Friday, 22 March 2013

Bag Ladies

A tutorial for the little bags made by one of my pupils this week.


We filled the bags with rice, and made sure there were no holes in the seams. Then made a simple little tote bag to hold them [with the name of the young recipient attached, using Bondaweb]


These bags are soft and safe – non toxic – and also ideal for anyone who wants to learn to juggle! In previous years I have made them in sets of 3 and included juggling instructions to sell at Charity events



  1. Wow - what a great idea, they look so professional. Thankyou for the tutorial, I must give them a try. Wish I lived close enough to have sewing lessons. I've recently rediscovered my sewing machine and have been frugally making bedding sets to go into Operation Christmas Child shoe boxes along with a little doll, can't stuff the pillows though as all stuffed toys etc need the EU mark, but they do look sweet nevertheless. I've never used bondaweb, it sounds very useful, do you have any tips on how to use it and which to buy, by the metre or in a pack?
    I love your blog and always check it out, it's so thought provoking and informative and often brings a smile. I also like that you post in the mornings, it provides food for thought for the day. Keep up the great work & thanks again, x

    1. I used to buy bondaweb in a small pack - but now as I use it a lot, I find it more economical to buy it by the metre.

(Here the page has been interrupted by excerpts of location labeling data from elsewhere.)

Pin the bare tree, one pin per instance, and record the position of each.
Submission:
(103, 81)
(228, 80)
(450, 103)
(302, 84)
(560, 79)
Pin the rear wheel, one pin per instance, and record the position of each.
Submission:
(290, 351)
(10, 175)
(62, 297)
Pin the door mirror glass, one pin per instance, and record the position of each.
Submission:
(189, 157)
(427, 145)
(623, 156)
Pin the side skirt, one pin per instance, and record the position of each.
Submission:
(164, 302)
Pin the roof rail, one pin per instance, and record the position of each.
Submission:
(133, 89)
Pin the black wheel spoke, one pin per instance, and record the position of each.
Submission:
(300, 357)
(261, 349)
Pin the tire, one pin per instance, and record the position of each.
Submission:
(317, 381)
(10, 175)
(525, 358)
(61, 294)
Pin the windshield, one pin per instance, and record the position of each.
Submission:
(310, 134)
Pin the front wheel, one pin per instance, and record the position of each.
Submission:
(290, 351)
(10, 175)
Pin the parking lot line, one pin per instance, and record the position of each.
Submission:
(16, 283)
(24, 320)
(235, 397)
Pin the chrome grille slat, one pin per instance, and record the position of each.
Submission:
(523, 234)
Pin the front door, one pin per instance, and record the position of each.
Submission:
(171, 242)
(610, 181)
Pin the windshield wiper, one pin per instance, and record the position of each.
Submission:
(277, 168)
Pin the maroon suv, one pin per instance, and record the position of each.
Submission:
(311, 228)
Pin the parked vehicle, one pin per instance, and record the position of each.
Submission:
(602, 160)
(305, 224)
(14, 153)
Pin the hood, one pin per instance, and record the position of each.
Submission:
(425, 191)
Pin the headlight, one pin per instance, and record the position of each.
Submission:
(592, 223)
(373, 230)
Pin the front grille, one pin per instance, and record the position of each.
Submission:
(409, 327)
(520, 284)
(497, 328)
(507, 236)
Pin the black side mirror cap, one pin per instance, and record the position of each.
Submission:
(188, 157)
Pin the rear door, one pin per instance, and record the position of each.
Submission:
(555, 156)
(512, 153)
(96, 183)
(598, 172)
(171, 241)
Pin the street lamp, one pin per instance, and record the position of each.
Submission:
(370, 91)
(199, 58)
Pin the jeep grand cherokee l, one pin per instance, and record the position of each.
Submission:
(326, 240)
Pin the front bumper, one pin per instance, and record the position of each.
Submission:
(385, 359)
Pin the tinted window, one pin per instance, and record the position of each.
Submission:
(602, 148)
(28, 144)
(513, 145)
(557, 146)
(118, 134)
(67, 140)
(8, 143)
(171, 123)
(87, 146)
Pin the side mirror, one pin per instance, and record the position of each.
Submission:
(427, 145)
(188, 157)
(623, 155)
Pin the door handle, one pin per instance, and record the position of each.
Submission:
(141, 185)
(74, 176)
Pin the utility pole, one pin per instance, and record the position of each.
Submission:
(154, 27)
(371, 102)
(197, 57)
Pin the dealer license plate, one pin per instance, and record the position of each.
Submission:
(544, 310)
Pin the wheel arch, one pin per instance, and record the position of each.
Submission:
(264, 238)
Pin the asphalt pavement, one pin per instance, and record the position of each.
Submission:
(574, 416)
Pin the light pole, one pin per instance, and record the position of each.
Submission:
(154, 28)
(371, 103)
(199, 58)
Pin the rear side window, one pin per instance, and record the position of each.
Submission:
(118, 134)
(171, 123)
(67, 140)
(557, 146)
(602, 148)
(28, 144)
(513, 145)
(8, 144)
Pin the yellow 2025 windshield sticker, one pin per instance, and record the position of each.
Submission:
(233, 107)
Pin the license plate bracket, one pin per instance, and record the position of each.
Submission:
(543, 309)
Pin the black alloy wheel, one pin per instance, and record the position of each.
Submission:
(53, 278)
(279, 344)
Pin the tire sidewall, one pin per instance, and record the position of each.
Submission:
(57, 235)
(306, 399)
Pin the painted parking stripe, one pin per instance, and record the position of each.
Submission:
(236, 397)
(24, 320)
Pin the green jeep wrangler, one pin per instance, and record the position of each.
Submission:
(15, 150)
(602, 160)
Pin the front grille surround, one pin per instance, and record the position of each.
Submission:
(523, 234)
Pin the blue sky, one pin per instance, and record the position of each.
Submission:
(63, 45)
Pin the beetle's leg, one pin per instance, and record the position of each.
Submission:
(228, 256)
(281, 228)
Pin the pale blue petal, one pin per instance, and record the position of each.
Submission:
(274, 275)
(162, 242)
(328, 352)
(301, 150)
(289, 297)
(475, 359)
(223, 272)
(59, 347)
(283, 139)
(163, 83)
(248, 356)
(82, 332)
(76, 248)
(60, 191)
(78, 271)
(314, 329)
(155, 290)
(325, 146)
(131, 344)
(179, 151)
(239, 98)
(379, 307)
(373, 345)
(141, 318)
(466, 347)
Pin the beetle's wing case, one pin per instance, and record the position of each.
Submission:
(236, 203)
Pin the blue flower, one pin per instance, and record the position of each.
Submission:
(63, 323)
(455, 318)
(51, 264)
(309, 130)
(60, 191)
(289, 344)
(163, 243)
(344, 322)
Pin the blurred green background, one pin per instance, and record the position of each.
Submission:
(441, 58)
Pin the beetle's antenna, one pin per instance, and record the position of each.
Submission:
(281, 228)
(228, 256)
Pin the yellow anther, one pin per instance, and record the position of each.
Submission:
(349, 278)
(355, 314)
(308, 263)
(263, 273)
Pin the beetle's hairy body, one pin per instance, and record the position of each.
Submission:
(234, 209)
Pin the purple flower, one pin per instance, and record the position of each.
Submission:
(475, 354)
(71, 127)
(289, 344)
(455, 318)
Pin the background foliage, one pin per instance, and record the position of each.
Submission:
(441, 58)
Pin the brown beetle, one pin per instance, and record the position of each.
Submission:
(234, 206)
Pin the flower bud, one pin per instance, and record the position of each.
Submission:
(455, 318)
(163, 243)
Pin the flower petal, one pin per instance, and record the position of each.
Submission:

      A soft pencil is good for tracing round templates - biros and felt pens can go through and mark the fabric. Some people draw and cut out the shape in Bondaweb before ironing it on to the fabric and then cutting again- I find it easier to iron a slightly larger piece of Bondaweb onto the fabric, and THEN draw round and cut out the Bondaweb and fabric together.[does that make sense?]

      My most frequent error is not reversing number and letter templates - so I get mirror-image letters.

      When Ironing in place, I find one of Bob's old white cotton handkerchiefs very useful - it gives the necessary protection between iron and fabric- but is sufficiently translucent to allow me to check placement is correct - and small enough to be easy to move around.

      If I have time, I oversew the edges of appliqued shapes on projects which will need lots of washing - usually the zigzag or blanket stitch setting on my machine.

      Interested in your comments about the shoeboxes you are filling for OCC. Could you make an open pillowcase, and then knit a rectangle of chunky woollen fabric to slip inside it, to give it a bit of padding?

      Thanks for the kind comments about the blog.

    2. Thankyou so much for the advice, I can't wait to get started. What a good idea about the padding, I was still mulling it over & I think you've solved the problem for me, I always have something on the needles so can soon rustle up a little pillow or two.

  2. So clever, and I even have some of that LOVEly Ikea fabric in The Box Under The Bed!

  3. Very cute! This would be great project for something to make for a craft fair. Thanks for the inspiration!


  4. What good timing. Our boss was just telling us that learning to juggle is wonderful brain exercise, and considered the best defense against memory loss.